2024年4月24日(水)

世界の記述

2022年10月29日

 ただ、トラス氏と同様に、世間を賑わすスキャンダルが発覚している。今年始め、新首相の妻が海外から得ている収入の一部を、英国内に納税していなかった。

 このようにエリート出身で億万長者でもある首相が、生活難に喘ぐ国民をどこまで理解できるのか。そして、2024年に予定されている総選挙までに、景気をどの程度回復させることができるか。課題は山積している。

EU諸国でも起こり得る社会的不安定さ

 リズ・トラス氏が招いた「45日間の混乱」は、英国だけで起きた現象に留まらないだろう。欧州連合(EU)においても、エネルギー問題やインフレによるさまざまな危機に直面している。

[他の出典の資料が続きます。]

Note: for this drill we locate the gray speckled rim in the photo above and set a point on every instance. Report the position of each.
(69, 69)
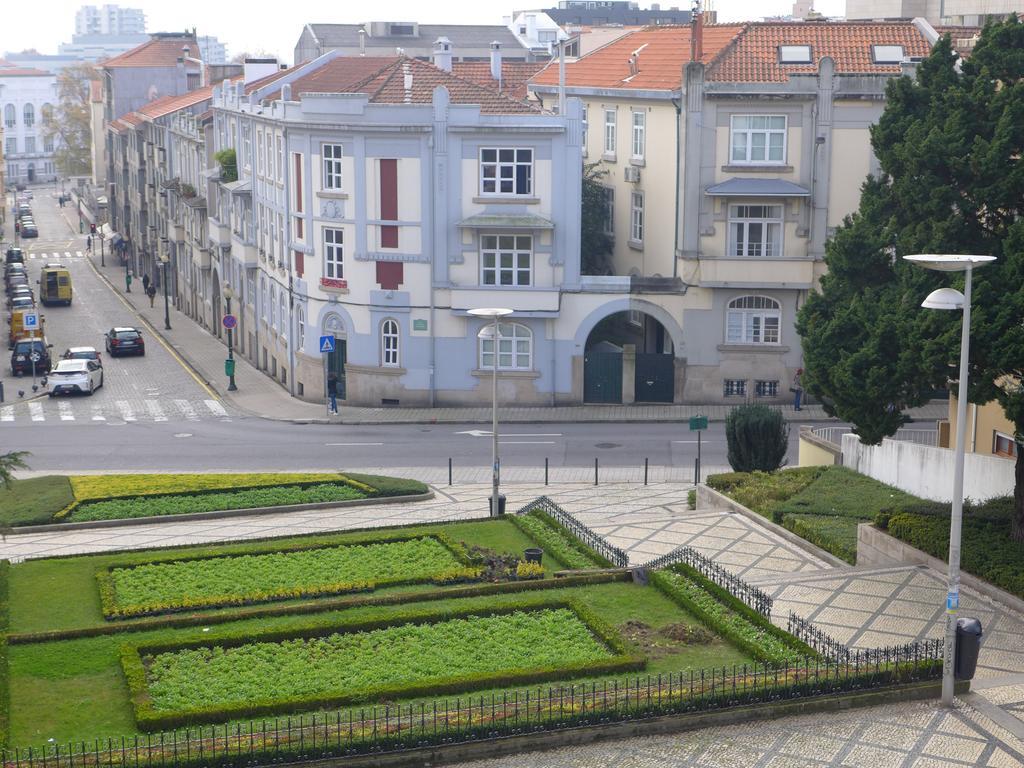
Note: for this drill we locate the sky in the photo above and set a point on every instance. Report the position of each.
(244, 26)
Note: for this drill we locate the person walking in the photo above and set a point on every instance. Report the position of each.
(332, 391)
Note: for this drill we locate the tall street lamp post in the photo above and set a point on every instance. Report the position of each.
(948, 298)
(492, 332)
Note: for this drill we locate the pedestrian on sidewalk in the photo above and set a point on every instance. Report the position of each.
(798, 389)
(332, 391)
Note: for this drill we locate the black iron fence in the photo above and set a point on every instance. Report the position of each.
(595, 541)
(383, 729)
(756, 598)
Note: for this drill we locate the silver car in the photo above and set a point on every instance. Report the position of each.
(75, 376)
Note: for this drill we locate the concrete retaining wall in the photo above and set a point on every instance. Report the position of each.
(928, 471)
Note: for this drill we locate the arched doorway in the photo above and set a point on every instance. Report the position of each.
(630, 355)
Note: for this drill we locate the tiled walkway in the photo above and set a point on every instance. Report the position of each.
(862, 607)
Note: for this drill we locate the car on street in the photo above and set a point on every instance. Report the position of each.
(124, 340)
(23, 353)
(75, 376)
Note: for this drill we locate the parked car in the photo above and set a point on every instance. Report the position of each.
(75, 376)
(82, 353)
(25, 349)
(124, 341)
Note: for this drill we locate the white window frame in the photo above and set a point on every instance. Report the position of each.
(610, 127)
(390, 343)
(515, 348)
(636, 217)
(748, 132)
(334, 253)
(638, 145)
(743, 222)
(499, 248)
(332, 156)
(496, 169)
(754, 320)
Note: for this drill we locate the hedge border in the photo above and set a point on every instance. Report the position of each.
(111, 609)
(148, 719)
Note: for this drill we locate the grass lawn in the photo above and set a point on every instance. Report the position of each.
(35, 501)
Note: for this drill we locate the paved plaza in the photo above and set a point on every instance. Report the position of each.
(863, 607)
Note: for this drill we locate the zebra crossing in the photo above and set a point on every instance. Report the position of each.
(119, 411)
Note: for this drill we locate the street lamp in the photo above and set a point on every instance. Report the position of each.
(492, 332)
(229, 325)
(948, 298)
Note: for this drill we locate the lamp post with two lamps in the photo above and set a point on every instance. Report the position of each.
(492, 332)
(948, 298)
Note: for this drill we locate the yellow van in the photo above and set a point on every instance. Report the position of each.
(17, 326)
(54, 285)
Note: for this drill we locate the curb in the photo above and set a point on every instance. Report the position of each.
(217, 515)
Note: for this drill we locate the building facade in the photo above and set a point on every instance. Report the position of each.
(26, 97)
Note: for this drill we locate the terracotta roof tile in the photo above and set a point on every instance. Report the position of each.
(754, 55)
(663, 53)
(161, 51)
(515, 75)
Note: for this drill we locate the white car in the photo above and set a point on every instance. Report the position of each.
(75, 376)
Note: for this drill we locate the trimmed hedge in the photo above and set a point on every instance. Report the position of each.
(147, 718)
(728, 616)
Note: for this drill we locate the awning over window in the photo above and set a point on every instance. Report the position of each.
(758, 187)
(506, 221)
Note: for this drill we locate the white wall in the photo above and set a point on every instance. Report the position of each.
(928, 471)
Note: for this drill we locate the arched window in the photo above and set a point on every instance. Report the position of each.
(753, 320)
(515, 348)
(389, 343)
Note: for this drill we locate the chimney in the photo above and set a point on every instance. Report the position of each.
(496, 62)
(696, 33)
(442, 53)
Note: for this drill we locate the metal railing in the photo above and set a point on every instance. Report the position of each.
(596, 542)
(754, 597)
(393, 728)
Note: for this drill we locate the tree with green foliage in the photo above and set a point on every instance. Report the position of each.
(595, 243)
(950, 144)
(8, 463)
(70, 124)
(758, 438)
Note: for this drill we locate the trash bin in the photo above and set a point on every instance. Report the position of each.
(968, 645)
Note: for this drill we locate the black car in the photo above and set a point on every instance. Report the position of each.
(124, 341)
(25, 350)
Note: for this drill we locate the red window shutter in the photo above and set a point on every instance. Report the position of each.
(390, 274)
(389, 202)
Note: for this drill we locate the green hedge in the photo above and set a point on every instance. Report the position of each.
(150, 719)
(728, 616)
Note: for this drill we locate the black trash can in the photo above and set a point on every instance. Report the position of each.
(968, 645)
(501, 504)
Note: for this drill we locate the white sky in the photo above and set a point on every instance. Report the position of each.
(248, 27)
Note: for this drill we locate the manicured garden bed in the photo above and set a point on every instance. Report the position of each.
(823, 505)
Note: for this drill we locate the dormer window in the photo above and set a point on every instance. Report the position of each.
(795, 54)
(887, 53)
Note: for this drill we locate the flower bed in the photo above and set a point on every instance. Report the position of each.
(424, 653)
(245, 580)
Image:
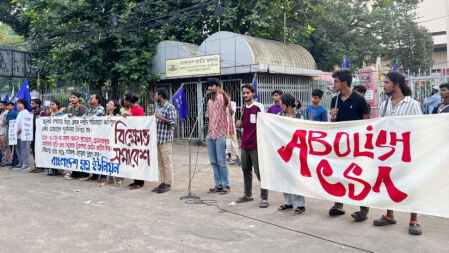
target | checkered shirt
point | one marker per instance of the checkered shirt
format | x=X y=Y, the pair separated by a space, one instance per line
x=164 y=131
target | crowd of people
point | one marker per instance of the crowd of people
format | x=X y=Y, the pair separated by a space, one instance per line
x=221 y=137
x=17 y=157
x=348 y=105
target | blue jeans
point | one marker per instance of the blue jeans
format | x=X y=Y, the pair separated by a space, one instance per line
x=216 y=149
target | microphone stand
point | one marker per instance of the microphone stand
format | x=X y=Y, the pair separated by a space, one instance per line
x=191 y=195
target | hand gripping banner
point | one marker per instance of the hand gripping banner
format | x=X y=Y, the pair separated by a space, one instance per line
x=398 y=163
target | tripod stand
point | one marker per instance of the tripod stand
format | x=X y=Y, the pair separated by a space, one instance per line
x=190 y=195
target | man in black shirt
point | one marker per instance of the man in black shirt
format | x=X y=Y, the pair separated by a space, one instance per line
x=346 y=106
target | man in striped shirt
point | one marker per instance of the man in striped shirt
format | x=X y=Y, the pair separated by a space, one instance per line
x=399 y=104
x=166 y=122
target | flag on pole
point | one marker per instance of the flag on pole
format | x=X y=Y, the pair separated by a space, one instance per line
x=379 y=70
x=345 y=63
x=256 y=97
x=179 y=99
x=396 y=66
x=24 y=93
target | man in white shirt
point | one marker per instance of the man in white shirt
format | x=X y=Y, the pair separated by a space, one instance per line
x=23 y=147
x=433 y=100
x=4 y=147
x=399 y=104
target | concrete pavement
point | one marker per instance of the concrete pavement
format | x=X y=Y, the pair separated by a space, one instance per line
x=40 y=213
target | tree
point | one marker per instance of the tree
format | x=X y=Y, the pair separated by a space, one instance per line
x=403 y=38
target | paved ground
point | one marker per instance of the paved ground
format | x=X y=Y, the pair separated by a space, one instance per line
x=39 y=213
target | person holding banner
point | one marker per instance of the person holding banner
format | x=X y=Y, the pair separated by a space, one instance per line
x=12 y=115
x=216 y=135
x=76 y=109
x=4 y=147
x=290 y=108
x=443 y=107
x=232 y=145
x=113 y=107
x=166 y=122
x=37 y=112
x=249 y=154
x=55 y=111
x=347 y=106
x=23 y=146
x=399 y=104
x=130 y=101
x=95 y=110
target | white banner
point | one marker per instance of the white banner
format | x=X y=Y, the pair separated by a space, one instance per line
x=116 y=146
x=12 y=132
x=398 y=163
x=27 y=127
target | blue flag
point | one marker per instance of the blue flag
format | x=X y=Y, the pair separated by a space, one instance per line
x=256 y=97
x=396 y=66
x=345 y=63
x=24 y=93
x=180 y=102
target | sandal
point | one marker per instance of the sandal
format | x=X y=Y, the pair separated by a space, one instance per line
x=359 y=216
x=299 y=210
x=215 y=190
x=263 y=203
x=244 y=199
x=163 y=189
x=285 y=207
x=136 y=186
x=384 y=220
x=336 y=211
x=414 y=228
x=158 y=187
x=225 y=190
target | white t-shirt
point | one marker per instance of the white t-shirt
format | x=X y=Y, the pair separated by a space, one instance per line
x=2 y=125
x=19 y=120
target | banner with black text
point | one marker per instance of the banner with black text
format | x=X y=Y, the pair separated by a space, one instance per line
x=114 y=146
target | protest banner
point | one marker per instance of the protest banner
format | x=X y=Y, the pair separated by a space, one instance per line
x=397 y=163
x=115 y=146
x=12 y=132
x=27 y=127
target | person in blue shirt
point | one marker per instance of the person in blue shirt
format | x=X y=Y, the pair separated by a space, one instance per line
x=432 y=101
x=316 y=111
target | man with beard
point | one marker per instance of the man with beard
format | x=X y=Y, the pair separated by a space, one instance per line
x=36 y=107
x=249 y=145
x=399 y=104
x=443 y=107
x=347 y=106
x=76 y=110
x=216 y=135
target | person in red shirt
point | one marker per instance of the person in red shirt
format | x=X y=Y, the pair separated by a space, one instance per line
x=249 y=145
x=130 y=101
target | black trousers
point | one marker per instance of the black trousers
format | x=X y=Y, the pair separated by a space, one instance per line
x=249 y=160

 フランスでは、ガソリン代高騰などによる国民の怒りが募っている。ガソリンスタンドで喧嘩する市民の光景が連日、テレビで報道されており、コロナ禍以前に起きていた暴動の再来も予感できる。10月18日には、賃金引き上げを求める10万人規模のデモも発生している。

 イタリアでも、初の女性首相が就任し、極右政党「イタリアの同胞」による連立政権が22日に発足。このような極右政権を軸にした政権が誕生する背景には、経済の低迷や物価高などによる国民の不満があるからだ。同国の経済成長率は、1999年からコロナ前の2019年までの約20年間で、ドイツの30.2%、フランスの32.4%、スペインの43.6%に比べ、わずか7.9%だった。 

 このようにEU諸国でも、いつどこで国の経済が揺らぎ、社会全体に混乱をきたすか予測できない状態にある。特に、貧富の格差は確実に生まれており、貧困層はさらに経済的困窮に追い込まれている。スペインでは、街中での殺傷事件が水面下で増加している。

 欧州では、ストやデモといった形で国民の不満や怒りが表面化されやすい。貧困問題も、直接、街の中で目にすることが多い。しかし、日本の場合、これらの現象が見え難く、気づいた時には想像以上の事態になっているという危険性を孕んでいる。

 他国の政治問題や経済危機の動向を把握しておく必要はあるだろうが、実は日本のマグマも爆発寸前であることを、日本政府はもっと敏感に捉えておくべきかもしれない。